IgA deficiency involves B cell defects. Prevalence ranges from 1/100 to 1/1000.
The inheritance pattern is unknown, but having a family member with selective IgA deficiency increases the risk by about 50 times.
Some patients have mutations in the TACI (transmembrane activator and calcium-modulator and cyclophilin ligand interactor) gene. Selective IgA deficiency also commonly occurs in patients with certain HLA haplotypes; rare alleles or deletions of genes in the major histocompatibility complex (MHC) class III region are common.
Drugs such as phenytoin, sulfasalazine, gold, and penicillamine may lead to IgA deficiency in some patients.
Most patients with selective IgA deficiency are asymptomatic; others have recurrent sinopulmonary infections, diarrhea, allergies (eg, asthma, associated nasal polyps), or autoimmune disorders (eg, celiac disease, inflammatory bowel disease, systemic lupus erythematosus, chronic active hepatitis).

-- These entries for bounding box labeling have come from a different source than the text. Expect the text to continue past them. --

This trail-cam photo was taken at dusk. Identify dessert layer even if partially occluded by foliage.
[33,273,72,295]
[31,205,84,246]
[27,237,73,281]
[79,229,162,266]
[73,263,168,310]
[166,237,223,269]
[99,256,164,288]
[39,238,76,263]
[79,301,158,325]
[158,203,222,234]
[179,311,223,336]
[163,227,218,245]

Anti-IgA antibodies may develop after exposure to IgA in transfusions, immune globulin (IVIG), or other blood products; rarely, if reexposed to these products, patients may have anaphylactic reactions.
Diagnosis of selective IgA deficiency is suspected in patients who have recurrent infections (including giardiasis), anaphylactic transfusion reactions, or a family history of common variable immunodeficiency (CVID), IgA deficiency, or autoimmune disorders or who are taking drugs that lead to IgA deficiency.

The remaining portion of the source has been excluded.